AWS High Availablity Cluster

Posit Package Manager can be configured to run on AWS in a High Availability (HA) cluster configuration for a non-air-gapped environment. In this architecture, Posit Package Manager can handle a large number of users and have the reliability that comes with running an HA deployment.

This configuration is suitable for teams of hundreds of data scientists who want or require high availability within their organization.

Most companies don’t need to run in this configuration unless they have many concurrent package uploads/downloads or are required to run in HA for compliance reasons. Instead, a single node instance of Package Manager would be more suitable for small teams that don’t require HA.

Architecture Overview#

This Posit Package Manager implementation leverages deploying in a High Availability configuration. It additionally leverages:

  • An AWS Application Load Balancer (ALB) for ingress.
  • Two EC2 instances running in HA.
  • An S3 bucket to act as Posit Package Manager’s object storage.
  • An RDS instance that includes a Postgres database for Posit Package Manager metadata.

Architecture Diagram#

Diagram of Package Manager configuration running in HA on AWS

Sizing and Performance#

Nodes#

Posit Package Manager can be run across two EC2 instances in a clustered configuration.

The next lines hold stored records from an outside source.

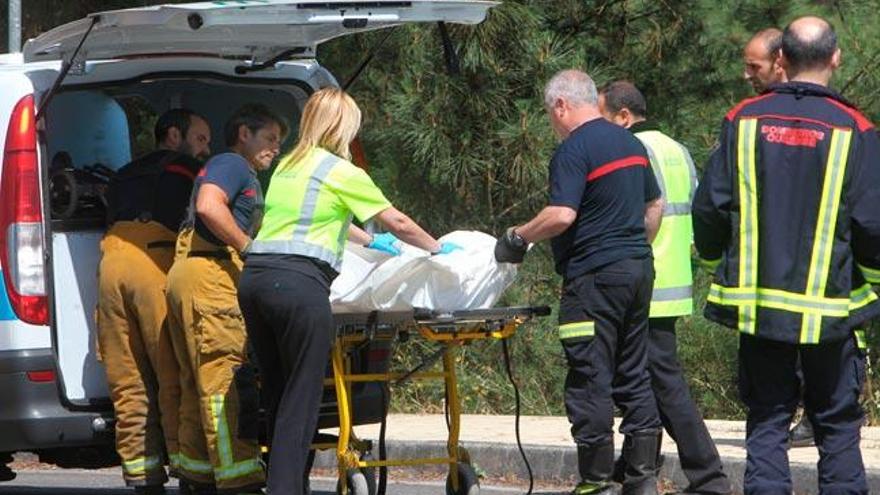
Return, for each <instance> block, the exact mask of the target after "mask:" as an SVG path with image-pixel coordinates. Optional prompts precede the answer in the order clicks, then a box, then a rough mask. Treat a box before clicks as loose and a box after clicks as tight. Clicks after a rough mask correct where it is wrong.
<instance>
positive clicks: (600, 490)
mask: <svg viewBox="0 0 880 495" xmlns="http://www.w3.org/2000/svg"><path fill="white" fill-rule="evenodd" d="M612 493H614V484H612V483H609V482H607V481H599V482H596V481H581V482H580V483H578V485H577V486H576V487H574V490H572V492H571V495H611V494H612Z"/></svg>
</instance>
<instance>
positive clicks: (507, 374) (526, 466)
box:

We have tested with c5.4xlarge instances and can serve 30 million package installs per month, or 1 million package installs per day. This configuration can also handle 100 Git builders concurrently building packages from Git repositories.

Note

Each Posit Package Manager user could be downloading dozens or hundreds of packages a day. There are also other usage patterns such as an admin uploading local packages or the server building packages for Git builders, but package installations give a good idea of what load and throughput this configuration can handle. This is the configuration that the Posit Public Package Manager service runs, so we don’t anticipate any individual customer needing to scale beyond this configuration.

Database#

This configuration uses RDS with Postgres on a db.t3.xlarge instance with 100GB of storage. This is a very generous configuration. In our testing, the Postgres database handled 1,000,000+ package installs per day without exceeding 10-20% CPU utilization.

Storage#

The S3 bucket is used to store data about packages and sources, as well as cached metadata to decrease response times for requests. An S3 bucket with default settings is sufficient for this Posit Package Manager configuration.

Configuration Details#

EC2 Instances#

We recommend creating an AMI containing all required software and configuration for easy deployment.

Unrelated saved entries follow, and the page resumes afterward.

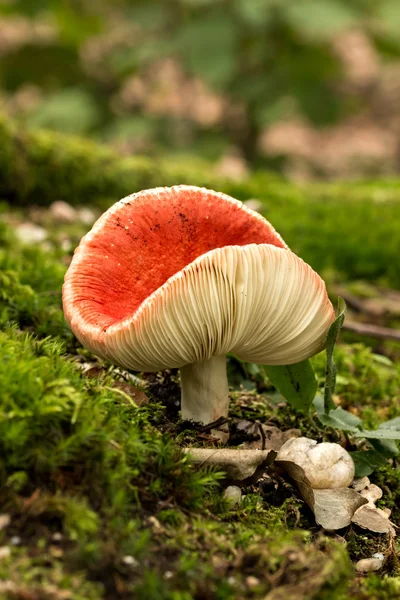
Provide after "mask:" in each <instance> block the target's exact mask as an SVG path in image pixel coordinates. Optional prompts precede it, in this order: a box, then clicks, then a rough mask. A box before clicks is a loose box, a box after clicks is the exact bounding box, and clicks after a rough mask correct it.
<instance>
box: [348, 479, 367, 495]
mask: <svg viewBox="0 0 400 600" xmlns="http://www.w3.org/2000/svg"><path fill="white" fill-rule="evenodd" d="M369 485H371V482H370V480H369V478H368V477H361V478H360V479H354V481H353V483H352V484H351V487H352V488H353V489H354V490H355V491H356V492H361V490H365V488H367V487H368V486H369Z"/></svg>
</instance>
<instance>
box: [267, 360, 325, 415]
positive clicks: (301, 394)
mask: <svg viewBox="0 0 400 600" xmlns="http://www.w3.org/2000/svg"><path fill="white" fill-rule="evenodd" d="M264 370H265V373H266V375H267V376H268V379H269V380H270V381H271V383H272V384H273V385H274V386H275V387H276V388H278V390H279V391H280V392H281V394H282V396H284V398H285V399H286V400H287V401H288V402H289V404H291V405H292V406H293V407H294V408H296V409H297V410H301V411H304V412H306V411H308V410H309V408H310V406H311V403H312V401H313V400H314V397H315V393H316V391H317V380H316V377H315V374H314V370H313V368H312V366H311V363H310V361H309V360H303V361H302V362H299V363H296V364H294V365H274V366H270V365H267V366H264Z"/></svg>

The EC2 instances in an HA configuration require the following configuration:

  • Matching versions of Posit Package Manager
  • Shared encryption keys for every node
  • Shared configuration file for every node
  • All the necessary versions of R and Python (if using Git building functionality)

The Package Manager Admin Guide offers an HA Checklist to follow when setting up this configuration.

Networking#

Posit Package Manager should be deployed inside a single private subnet with ingress using an Application Load Balancer. This should run within a single availability zone.

S3#

An S3 bucket with default settings is sufficient for this Posit Package Manager configuration. S3 can also be used with KMS for client-side encryption.

RDS#

The RDS instance should be configured with an empty Postgres database for the Posit Package Manager metadata.

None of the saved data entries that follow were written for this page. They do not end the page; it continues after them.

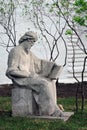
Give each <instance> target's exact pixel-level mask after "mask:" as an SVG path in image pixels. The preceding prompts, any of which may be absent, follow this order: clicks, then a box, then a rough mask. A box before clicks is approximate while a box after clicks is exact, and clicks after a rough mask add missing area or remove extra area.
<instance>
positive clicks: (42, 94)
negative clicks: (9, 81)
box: [6, 31, 64, 117]
mask: <svg viewBox="0 0 87 130" xmlns="http://www.w3.org/2000/svg"><path fill="white" fill-rule="evenodd" d="M36 41H37V34H36V33H34V32H32V31H30V32H27V33H25V34H24V35H23V36H22V37H21V38H20V40H19V45H18V46H16V47H14V48H13V49H12V50H11V51H10V53H9V56H8V68H7V71H6V75H7V76H8V78H10V79H11V80H12V82H13V85H14V88H13V89H12V114H13V116H50V117H63V116H64V113H63V112H62V110H60V108H59V107H58V105H57V102H56V86H55V82H56V79H57V78H59V75H60V72H61V70H62V66H58V65H57V64H56V63H54V62H51V61H46V60H43V59H39V58H38V57H37V56H35V55H34V54H33V53H32V52H31V50H30V49H31V47H32V46H33V45H34V43H35V42H36Z"/></svg>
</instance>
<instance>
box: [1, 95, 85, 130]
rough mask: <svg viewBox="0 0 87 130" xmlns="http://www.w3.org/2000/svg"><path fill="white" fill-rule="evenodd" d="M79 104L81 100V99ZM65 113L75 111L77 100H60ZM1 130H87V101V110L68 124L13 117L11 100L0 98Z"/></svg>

Resiliency and Availability#

This configuration of Posit Package Manager has been deployed on the Posit Public Package Manager service. As a publicly available service, the architecture is tested by the R and Python communities that use it. Package Manager is used by many more users than any private Posit Package Manager instance, the current uptime for the Posit Public Package Manager service can be found on the status page.